Naczytałam się o zbawiennym działaniu olejów na włosy, więc staram się pamiętać o tym punkcie, ale wychodzi mi to mniej więcej w połowie przypadków. Olej nakładam na kilka godzin przed myciem. Przetestowałam kilka, większych różnic nie widzę, więc z największą przyjemnością sięgam po kokosowy, którego zapach po prostu lubię. Obecnie używam mieszanki oleju kokosowego, jojoba, z awokado i słodkich migdałów firmy Bodhi. Mam tę buteleczkę już od kilku miesięcy, ponieważ zwykle nakładam maksymalnie dwie pompki, żeby nie mieć później trudności ze zmyciem produktu.
PUNKT 2. SZAMPON
Wspominałam już wielokrotnie, że moim absolutnym numerem jeden są szampony w kostce Lush. Używałam już wersji New i Seanik, a obecnie mam tę o nazwie Karma Komba. Uwielbiam ten produkt za wydajność, gęstą pianę i świetne oczyszczanie. Od czasu do czasu - jeśli muszę - wciąż używam szamponów w płynie i za każdym razem z ulgą wracam do kostek Lush.
PUNKT 3. MASKA
Oczywiście po każdym myciu używam odżywki, ale zużywam teraz kilka końcówek i nie mam faworyta, napiszę więc o masce, którą stosuję co kilka myć. Maska Seboradin z ekstraktem z jajka sprawdza się całkiem nieźle po prostu nałożona i spłukana, ale pełnię swoich możliwości pokazuje, kiedy poleżę z nią na głowie przynajmniej pół godziny w gorącej kąpieli. Po zmyciu włosy są niebywale gładkie, lejące, bardzo łatwe do rozczesania i świetnie się układające.
PUNKT 4. ODŻYWKA W SPRAYU
Mam długie włosy, które od niedawna rozczesuję dopiero kiedy już wyschną. Nie wyobrażam sobie robić tego bez żadnego wspomagacza, więc pod ręką zawsze mam coś w sprayu. Z błyskawicznej odżywki Marion jestem bardzo zadowolona - pięknie pachnie, kosztuje niewiele, a przede wszystkim wygładza włosy i ułatwia ich rozczesywanie.
PUNKT 5. TERMOOCHRONA
Suszarki używam bardzo rzadko, zwykle tylko po basenie, za to od kiedy mam lokówkę Babyliss Curl Secret, sięgam po nią kilka razy w miesiącu. Silikonowe serum Marion zabezpiecza włosy, ale przede wszystkim pięknie je wygładza, dzięki czemu znacznie łatwiej jest wkręcić je w lokówkę, no i jest równie tanie jak wszystkie produkty tej marki.
PUNKT 6. OCHRONA KOŃCÓWEK
Kiedy układam włosy po myciu, zawsze sięgam po jakiś olejek, którym mogłabym zabezpieczyć końcówki. Do niedawna używałam tego samego Bodhi, którym olejuję całe włosy, jednak miałam wrażenie, że jest on trochę zbyt rzadki do takiego stosowania. Wygrzebałam więc ze swojej kosmetyczki małą butelkę Amargan (nie mam nawet pojęcia, skąd się u mnie wzięła). Ten olejek jest bardzo gęsty i idealnie nadaje się właśnie do nałożenia na same końcówki włosów.

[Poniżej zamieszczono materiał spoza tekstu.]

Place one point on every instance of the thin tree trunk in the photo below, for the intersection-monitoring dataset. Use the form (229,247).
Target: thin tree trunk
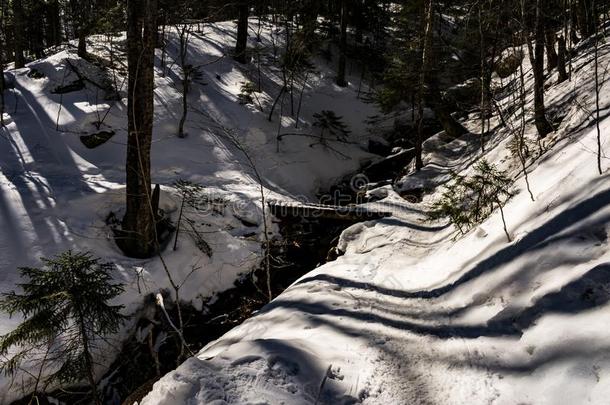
(242,32)
(138,223)
(426,44)
(342,46)
(561,60)
(596,69)
(19,29)
(551,54)
(88,359)
(537,57)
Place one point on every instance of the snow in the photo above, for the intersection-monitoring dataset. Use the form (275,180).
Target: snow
(414,313)
(55,194)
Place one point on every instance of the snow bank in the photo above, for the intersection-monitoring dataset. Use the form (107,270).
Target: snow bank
(55,193)
(414,314)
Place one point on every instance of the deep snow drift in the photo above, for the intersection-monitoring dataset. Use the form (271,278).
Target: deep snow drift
(415,314)
(55,193)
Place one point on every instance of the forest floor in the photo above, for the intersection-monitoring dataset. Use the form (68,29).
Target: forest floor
(57,194)
(411,313)
(415,313)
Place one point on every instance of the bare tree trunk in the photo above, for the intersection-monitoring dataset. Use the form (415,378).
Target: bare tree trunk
(342,46)
(187,70)
(19,29)
(537,57)
(88,358)
(53,33)
(426,44)
(596,69)
(242,32)
(2,46)
(551,54)
(138,223)
(561,60)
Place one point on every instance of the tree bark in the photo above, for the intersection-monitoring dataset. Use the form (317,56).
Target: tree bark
(242,32)
(537,57)
(551,55)
(426,45)
(561,60)
(584,15)
(19,29)
(138,222)
(342,46)
(53,31)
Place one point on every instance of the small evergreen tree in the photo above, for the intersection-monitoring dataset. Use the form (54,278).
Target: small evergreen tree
(331,124)
(468,201)
(66,312)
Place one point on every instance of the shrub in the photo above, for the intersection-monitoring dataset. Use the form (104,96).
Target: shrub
(66,311)
(468,201)
(331,124)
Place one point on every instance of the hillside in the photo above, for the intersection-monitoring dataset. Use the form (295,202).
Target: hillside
(57,194)
(415,313)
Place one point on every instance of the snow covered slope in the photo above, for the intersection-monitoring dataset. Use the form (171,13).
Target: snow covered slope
(414,314)
(55,193)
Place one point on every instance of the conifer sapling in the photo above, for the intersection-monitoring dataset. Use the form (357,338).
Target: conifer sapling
(66,311)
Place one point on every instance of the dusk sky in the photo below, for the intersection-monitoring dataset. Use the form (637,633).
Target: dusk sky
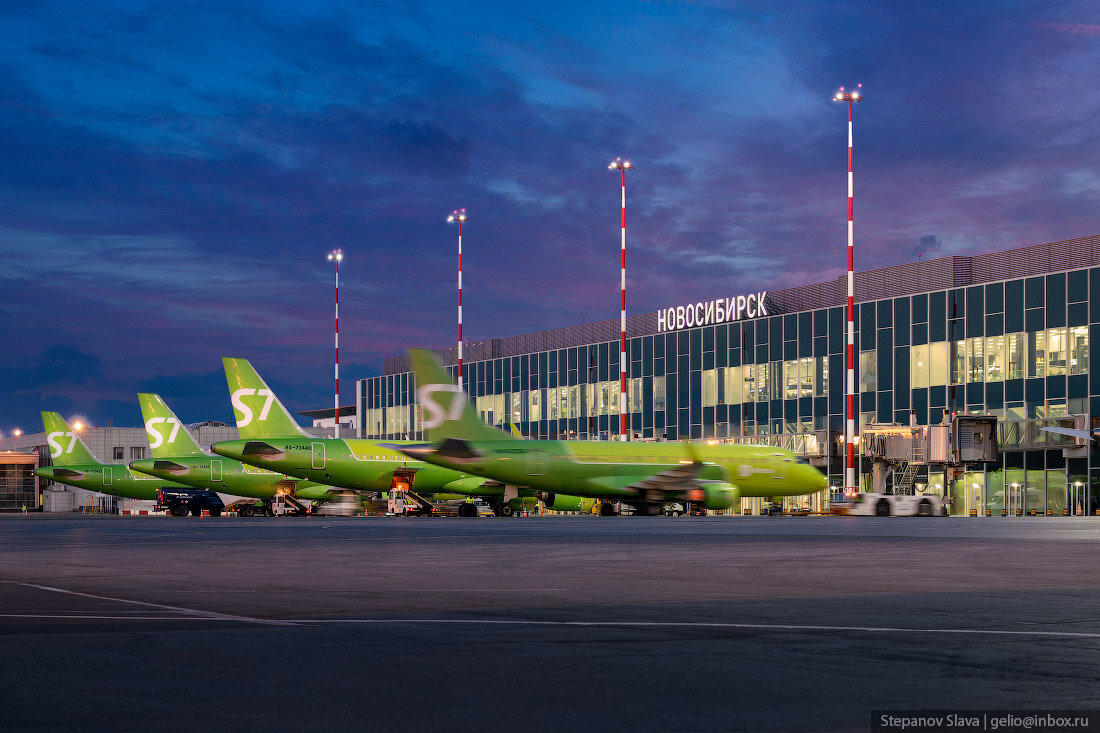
(173,175)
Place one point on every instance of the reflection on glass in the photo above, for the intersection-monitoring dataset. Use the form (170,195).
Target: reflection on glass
(976,360)
(958,362)
(1036,353)
(806,376)
(994,358)
(938,360)
(1079,350)
(1056,351)
(791,379)
(710,395)
(919,365)
(868,371)
(1014,345)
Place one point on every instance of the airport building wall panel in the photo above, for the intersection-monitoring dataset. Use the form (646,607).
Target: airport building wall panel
(1005,334)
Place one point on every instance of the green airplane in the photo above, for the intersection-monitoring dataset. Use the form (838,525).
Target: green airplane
(272,438)
(644,474)
(75,466)
(176,457)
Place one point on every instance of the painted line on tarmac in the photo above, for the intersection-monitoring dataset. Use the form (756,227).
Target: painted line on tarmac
(689,624)
(102,617)
(194,613)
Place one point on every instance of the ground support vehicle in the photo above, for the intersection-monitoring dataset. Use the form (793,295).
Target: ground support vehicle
(279,505)
(182,502)
(876,504)
(407,503)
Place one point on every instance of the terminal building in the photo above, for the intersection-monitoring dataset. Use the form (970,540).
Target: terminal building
(1004,335)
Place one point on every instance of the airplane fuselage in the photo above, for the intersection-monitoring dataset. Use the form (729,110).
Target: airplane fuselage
(108,479)
(613,470)
(231,477)
(351,463)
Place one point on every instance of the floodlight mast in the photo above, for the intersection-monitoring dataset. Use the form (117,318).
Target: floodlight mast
(622,166)
(337,255)
(460,216)
(850,438)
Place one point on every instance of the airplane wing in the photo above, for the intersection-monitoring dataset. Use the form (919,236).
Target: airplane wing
(264,450)
(171,467)
(671,483)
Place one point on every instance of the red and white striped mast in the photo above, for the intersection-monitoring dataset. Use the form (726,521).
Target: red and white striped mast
(460,216)
(849,433)
(622,166)
(337,255)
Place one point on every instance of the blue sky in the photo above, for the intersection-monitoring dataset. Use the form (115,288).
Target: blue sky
(172,175)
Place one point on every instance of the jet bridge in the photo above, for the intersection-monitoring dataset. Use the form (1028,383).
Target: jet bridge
(900,450)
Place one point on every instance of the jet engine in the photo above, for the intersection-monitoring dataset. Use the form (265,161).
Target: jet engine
(564,502)
(715,495)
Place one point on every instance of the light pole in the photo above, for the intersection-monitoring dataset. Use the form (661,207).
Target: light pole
(460,216)
(337,255)
(849,434)
(622,166)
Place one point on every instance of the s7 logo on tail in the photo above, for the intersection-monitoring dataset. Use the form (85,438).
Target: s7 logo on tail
(245,411)
(156,439)
(55,448)
(435,413)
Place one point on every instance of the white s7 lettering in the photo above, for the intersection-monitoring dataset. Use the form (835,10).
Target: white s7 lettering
(435,413)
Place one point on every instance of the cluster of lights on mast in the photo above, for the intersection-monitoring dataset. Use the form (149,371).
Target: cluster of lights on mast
(337,255)
(622,166)
(849,434)
(460,216)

Tak jak wspomniałam, jestem ostatnio wyjątkowo zadowolona z wyglądu moich włosów. Myślę, że duży wpływ na ich stan - poza wymienionymi produktami - miało zdecydowanie się na rozczesywanie ich na sucho. Do niedawna sobie tego nie wyobrażałam, jednak zmieniłam trochę technikę mycia na taką, która zajmuje trochę więcej czasu, ale znacznie mniej plącze pasma, i jakoś udało mi się przekonać. I nawet przeszła mi już ochota ścięcia włosów na krótko :)
Olejek Bodhi i maskę Seboradin dostałam do przetestowania; decyzja o ich pojawieniu się na blogu należała do mnie.